Drug War, Gov’t Failures Blamed For Surge in Homicides in Mexico...
Drug War, Gov’t Failures Blamed For Surge in Homicides in Mexico
August 10, 2017 – Mexican activists fear this year could end up being one of the deadliest in their country’s recent history, as a surge in homicides sweeps the nation, with journalists and priests among those in the firing line.
The number of intentional murder investigations spiked nearly 30 percent, to 9,916, in the January to May period this year compared to the same period in 2016, according to the citizens’ group National Citizen Observatory which tracks government crime statistics. In fact May saw the second highest number of intentional homicide investigations (2,186) since official record keeping began in 1997, according to a posting on the group’s website. An intentional homicide investigation was opened by authorities every 20 minutes and 25 seconds on average during that month. Authorities record intentional homicides differently from accidental ones. (Meanwhile extortion investigations were up by 28.6 percent in May compared to the same month in 2016, while business robbery investigations surged by 40 percent.)

Mexico’s homicide rate peaked at 27,213 in 2011 and dropped to 20,010 in 2014, before beginning an upward climb to a preliminary total of 23,953 last year, according to figures recently released by the nation’s census bureau. In Mexico City alone, the homicide rate increased by 21 percent in the first half of this year compared to the same period in 2016, according to a report last week by the citizens’ group Security, Justice and Peace. More than 330 “executions” tied to drug trafficking have been reported by local media, and law enforcement agencies are investigating a least 10 organized crime organizations in the city and its outlying areas, it said.

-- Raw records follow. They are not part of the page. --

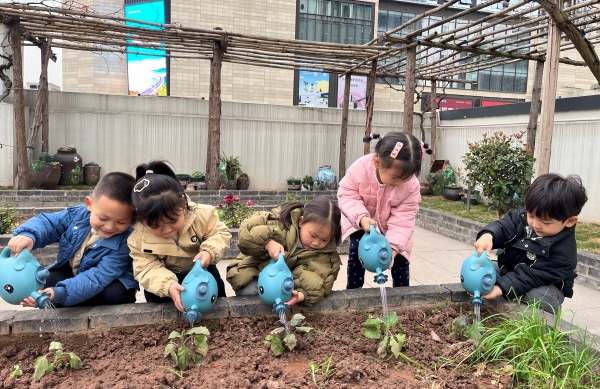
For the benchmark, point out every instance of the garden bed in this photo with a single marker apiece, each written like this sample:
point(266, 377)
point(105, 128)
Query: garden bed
point(131, 357)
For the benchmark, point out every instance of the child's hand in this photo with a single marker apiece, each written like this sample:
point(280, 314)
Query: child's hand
point(174, 291)
point(484, 243)
point(204, 257)
point(20, 242)
point(366, 222)
point(495, 292)
point(297, 297)
point(274, 249)
point(30, 301)
point(394, 253)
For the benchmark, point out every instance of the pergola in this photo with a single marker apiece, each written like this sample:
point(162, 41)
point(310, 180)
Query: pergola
point(498, 33)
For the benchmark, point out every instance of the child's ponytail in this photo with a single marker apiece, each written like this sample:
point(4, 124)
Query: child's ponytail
point(157, 194)
point(320, 210)
point(401, 151)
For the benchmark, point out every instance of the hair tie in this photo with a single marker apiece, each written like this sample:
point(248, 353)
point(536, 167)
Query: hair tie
point(396, 149)
point(141, 185)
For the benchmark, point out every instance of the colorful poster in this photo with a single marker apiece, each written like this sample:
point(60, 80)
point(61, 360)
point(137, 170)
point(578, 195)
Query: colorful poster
point(358, 92)
point(313, 89)
point(147, 68)
point(449, 104)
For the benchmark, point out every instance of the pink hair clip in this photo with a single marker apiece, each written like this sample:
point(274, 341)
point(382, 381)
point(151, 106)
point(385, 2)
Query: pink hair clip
point(396, 150)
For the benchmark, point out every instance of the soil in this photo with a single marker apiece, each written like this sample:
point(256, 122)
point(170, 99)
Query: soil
point(132, 357)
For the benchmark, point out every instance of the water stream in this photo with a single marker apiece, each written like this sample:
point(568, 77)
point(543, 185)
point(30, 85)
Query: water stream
point(384, 306)
point(285, 322)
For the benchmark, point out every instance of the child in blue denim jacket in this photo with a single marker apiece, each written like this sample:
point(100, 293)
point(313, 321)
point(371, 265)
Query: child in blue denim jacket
point(93, 266)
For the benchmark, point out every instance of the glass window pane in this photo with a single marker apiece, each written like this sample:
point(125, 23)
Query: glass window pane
point(303, 7)
point(302, 29)
point(319, 31)
point(508, 83)
point(310, 30)
point(382, 24)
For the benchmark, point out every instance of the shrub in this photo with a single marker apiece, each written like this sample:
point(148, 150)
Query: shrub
point(234, 212)
point(501, 167)
point(8, 218)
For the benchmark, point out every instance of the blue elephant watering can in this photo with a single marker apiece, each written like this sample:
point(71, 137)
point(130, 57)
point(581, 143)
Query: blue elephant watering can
point(275, 285)
point(22, 276)
point(478, 276)
point(375, 253)
point(200, 293)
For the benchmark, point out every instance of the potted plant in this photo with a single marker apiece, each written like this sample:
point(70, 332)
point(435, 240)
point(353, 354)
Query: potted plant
point(293, 183)
point(229, 168)
point(501, 168)
point(452, 192)
point(45, 172)
point(183, 180)
point(243, 182)
point(199, 180)
point(307, 182)
point(91, 173)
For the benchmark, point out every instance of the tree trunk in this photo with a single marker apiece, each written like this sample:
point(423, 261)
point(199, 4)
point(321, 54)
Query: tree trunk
point(535, 107)
point(22, 178)
point(370, 103)
point(344, 131)
point(214, 118)
point(409, 90)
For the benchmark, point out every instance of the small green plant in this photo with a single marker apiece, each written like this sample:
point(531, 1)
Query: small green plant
point(500, 165)
point(17, 372)
point(307, 181)
point(375, 328)
point(187, 347)
point(538, 352)
point(43, 160)
point(324, 370)
point(8, 218)
point(234, 212)
point(289, 340)
point(43, 366)
point(76, 174)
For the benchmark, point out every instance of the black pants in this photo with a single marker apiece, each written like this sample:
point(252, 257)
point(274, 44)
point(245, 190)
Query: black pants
point(212, 269)
point(115, 293)
point(356, 271)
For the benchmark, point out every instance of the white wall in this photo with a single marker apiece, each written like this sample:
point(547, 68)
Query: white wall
point(272, 142)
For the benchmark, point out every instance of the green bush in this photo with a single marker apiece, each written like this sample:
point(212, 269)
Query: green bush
point(500, 166)
point(8, 218)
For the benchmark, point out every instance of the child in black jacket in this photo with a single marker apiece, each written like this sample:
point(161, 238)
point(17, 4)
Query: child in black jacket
point(537, 252)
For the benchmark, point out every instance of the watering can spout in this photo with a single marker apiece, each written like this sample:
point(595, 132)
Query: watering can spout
point(200, 293)
point(375, 253)
point(20, 277)
point(478, 276)
point(276, 284)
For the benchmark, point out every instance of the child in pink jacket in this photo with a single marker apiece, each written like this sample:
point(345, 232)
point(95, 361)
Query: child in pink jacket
point(382, 189)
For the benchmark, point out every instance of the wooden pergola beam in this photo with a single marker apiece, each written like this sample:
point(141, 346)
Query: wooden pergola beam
point(583, 46)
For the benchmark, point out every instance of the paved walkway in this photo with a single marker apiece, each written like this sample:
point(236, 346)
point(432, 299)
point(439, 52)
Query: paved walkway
point(436, 260)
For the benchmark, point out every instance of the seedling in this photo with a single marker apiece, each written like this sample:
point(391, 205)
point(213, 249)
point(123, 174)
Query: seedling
point(375, 328)
point(323, 369)
point(17, 372)
point(61, 360)
point(289, 340)
point(181, 353)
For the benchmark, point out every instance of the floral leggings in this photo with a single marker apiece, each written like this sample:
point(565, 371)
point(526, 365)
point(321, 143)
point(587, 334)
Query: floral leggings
point(356, 271)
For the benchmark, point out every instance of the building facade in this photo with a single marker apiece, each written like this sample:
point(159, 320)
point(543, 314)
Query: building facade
point(338, 21)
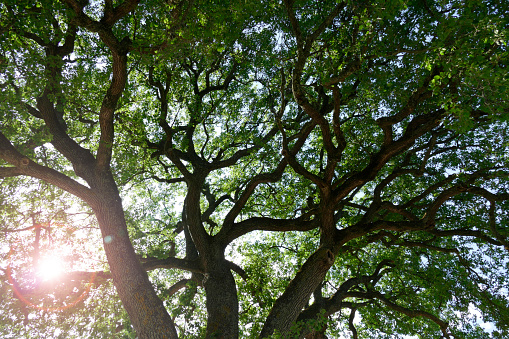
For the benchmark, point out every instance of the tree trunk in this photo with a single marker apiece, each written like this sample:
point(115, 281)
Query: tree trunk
point(146, 311)
point(222, 303)
point(287, 308)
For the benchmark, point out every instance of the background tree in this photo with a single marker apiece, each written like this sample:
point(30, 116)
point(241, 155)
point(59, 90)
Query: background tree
point(294, 169)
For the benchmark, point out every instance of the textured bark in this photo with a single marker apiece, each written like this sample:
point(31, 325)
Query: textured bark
point(146, 311)
point(222, 303)
point(288, 307)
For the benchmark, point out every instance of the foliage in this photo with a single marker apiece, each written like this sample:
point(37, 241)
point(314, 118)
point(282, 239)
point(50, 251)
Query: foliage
point(280, 169)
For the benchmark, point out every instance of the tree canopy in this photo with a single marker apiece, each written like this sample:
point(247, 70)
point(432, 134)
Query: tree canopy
point(254, 169)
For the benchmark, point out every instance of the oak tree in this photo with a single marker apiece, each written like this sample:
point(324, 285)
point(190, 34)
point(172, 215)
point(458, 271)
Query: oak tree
point(293, 169)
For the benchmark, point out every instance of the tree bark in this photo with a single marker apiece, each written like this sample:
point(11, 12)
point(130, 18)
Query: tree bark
point(288, 307)
point(222, 303)
point(146, 311)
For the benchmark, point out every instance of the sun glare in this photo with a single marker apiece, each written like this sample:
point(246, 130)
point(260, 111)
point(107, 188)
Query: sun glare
point(51, 267)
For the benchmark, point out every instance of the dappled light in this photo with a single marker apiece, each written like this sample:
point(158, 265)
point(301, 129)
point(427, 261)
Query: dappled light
point(254, 169)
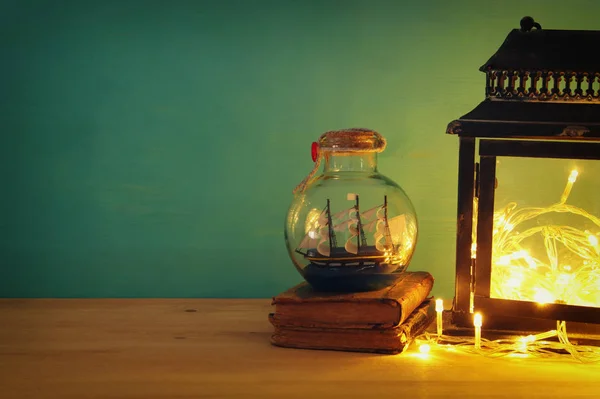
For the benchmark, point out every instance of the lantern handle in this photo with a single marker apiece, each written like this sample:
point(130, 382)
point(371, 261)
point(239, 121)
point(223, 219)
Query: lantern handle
point(527, 23)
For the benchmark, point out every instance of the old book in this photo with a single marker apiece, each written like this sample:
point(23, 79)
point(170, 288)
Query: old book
point(301, 306)
point(390, 341)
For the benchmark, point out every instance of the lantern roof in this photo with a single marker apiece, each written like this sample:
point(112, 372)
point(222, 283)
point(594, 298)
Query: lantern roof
point(551, 50)
point(542, 84)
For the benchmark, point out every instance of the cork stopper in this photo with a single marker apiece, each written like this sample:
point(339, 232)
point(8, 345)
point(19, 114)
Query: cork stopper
point(352, 140)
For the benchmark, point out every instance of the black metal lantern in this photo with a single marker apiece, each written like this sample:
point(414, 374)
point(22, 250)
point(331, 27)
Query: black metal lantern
point(542, 105)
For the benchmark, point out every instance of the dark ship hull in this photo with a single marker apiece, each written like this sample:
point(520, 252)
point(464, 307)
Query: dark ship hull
point(347, 272)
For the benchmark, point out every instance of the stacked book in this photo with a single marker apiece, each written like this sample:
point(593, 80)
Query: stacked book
point(383, 321)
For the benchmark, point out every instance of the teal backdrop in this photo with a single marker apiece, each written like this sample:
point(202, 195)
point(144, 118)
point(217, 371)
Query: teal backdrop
point(150, 148)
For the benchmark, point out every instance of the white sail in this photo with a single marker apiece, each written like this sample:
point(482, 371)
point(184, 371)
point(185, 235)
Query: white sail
point(342, 214)
point(308, 241)
point(351, 246)
point(370, 213)
point(381, 246)
point(323, 248)
point(322, 219)
point(374, 226)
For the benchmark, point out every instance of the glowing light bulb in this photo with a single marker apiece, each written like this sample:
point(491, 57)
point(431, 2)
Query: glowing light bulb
point(439, 308)
point(474, 250)
point(477, 322)
point(573, 176)
point(543, 296)
point(593, 240)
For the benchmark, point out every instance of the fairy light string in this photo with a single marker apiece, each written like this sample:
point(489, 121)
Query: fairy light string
point(567, 272)
point(553, 344)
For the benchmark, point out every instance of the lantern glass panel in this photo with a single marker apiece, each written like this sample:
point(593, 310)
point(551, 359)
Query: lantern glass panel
point(546, 231)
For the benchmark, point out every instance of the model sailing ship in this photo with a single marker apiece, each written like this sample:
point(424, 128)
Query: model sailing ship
point(321, 244)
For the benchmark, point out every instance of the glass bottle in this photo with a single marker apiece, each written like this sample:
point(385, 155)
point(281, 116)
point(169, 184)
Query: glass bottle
point(350, 228)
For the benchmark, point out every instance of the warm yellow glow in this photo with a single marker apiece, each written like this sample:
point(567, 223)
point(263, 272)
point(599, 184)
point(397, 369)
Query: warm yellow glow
point(439, 308)
point(439, 305)
point(542, 296)
point(573, 176)
point(477, 320)
point(474, 250)
point(546, 263)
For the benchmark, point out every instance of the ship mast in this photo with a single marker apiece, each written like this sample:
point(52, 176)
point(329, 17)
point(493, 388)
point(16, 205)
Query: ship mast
point(362, 240)
point(387, 226)
point(332, 240)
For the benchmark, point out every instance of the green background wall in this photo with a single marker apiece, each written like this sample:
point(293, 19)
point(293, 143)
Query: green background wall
point(149, 148)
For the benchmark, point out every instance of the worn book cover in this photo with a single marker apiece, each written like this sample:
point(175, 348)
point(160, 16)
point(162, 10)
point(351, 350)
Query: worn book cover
point(301, 306)
point(390, 341)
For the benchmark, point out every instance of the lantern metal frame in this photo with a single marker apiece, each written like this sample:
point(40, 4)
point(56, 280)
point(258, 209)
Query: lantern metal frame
point(542, 101)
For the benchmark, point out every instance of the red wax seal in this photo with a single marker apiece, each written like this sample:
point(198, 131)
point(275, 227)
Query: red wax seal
point(314, 151)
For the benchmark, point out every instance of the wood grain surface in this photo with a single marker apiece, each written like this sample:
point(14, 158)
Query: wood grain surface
point(182, 348)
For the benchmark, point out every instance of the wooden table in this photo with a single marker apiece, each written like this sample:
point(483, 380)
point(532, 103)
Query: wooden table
point(186, 348)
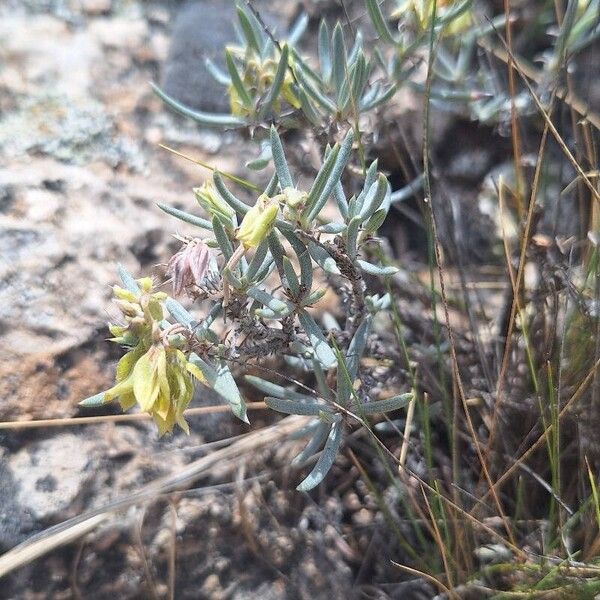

National Citizen Observatory director Francis Rivas called the 2017 figures “worrying” and “very serious.”

As do other activists, he blamed the most recent increase in homicides on a fracturing of organized crime groups in Mexico and the lack of effective crime-fighting efforts by federal and state authorities. The nation’s biggest organized crime groups, Rivas told CNSNews.com, began to break up “into smaller and smaller organizations” during the administration of former President Felipe Calderon (2006-2012) who deployed federal troops to battle the drug cartels locally in states including Michoacán in 2006. Since then, “smaller bands are constituting themselves and battling for territory, fighting internally and externally,” he said. Rivas tied the most recent rise in violence to the capture of the notorious Sinaloa cartel leader “El Chapo” Guzman, who was extradited to the U.S. in January for trial.


Mexican federal police in action.

Government anti-crime efforts, he said, have been “badly thought out,” producing poor results. Authorities “don’t know how to attack the problem,” are using “the wrong techniques” and making “bad policy decisions.” Ma Elena Morera, president of the citizens’ anti-crime group Causa en Comun, agreed. She said the government’s use of the military to attack the drug cartels initially led to a decline in the homicide rate in 2013-2014. But the effort should have been coordinated with increased social programs and a strengthening of local law enforcement institutions, Morera said. “If Calderon had maintained his effort in Michoacán with social programs it would have been better.”

Morera said policing has not improved during the administration of President Peña Nieto, and promises to increase the size of the federal police force have not been kept. The nation’s law enforcement institutions are “worse off instead of better,” and there has been “no construction of public security institutions.” The more Mexico uses the military to fight crime, she said, the less the nation invests in local police. “We don’t see a federal security strategy.” Ten journalists have been killed in Mexico so far this year, according to the news outlet Telesur TV.

The Catholic Multimedia Center reports that 19 priests have been killed in Mexico since 2012. The death last week of a Catholic priest who died of wounds sustained when stabbed inside the city’s metropolitan cathedral after celebrating Mass on May 15 brings the number of Catholic priests killed this year to four. There have been two attempted kidnappings. In a report issued last week, the center said Mexico is the most dangerous country in Latin America for priests for the ninth year in a row. “This year 2017, in particular, has been a disastrous year for the priesthood and the Church in Mexico.” “We cannot be silent anymore, the blood of thousands of Mexicans is still being spilled,” the report said. “Things are far from improving.”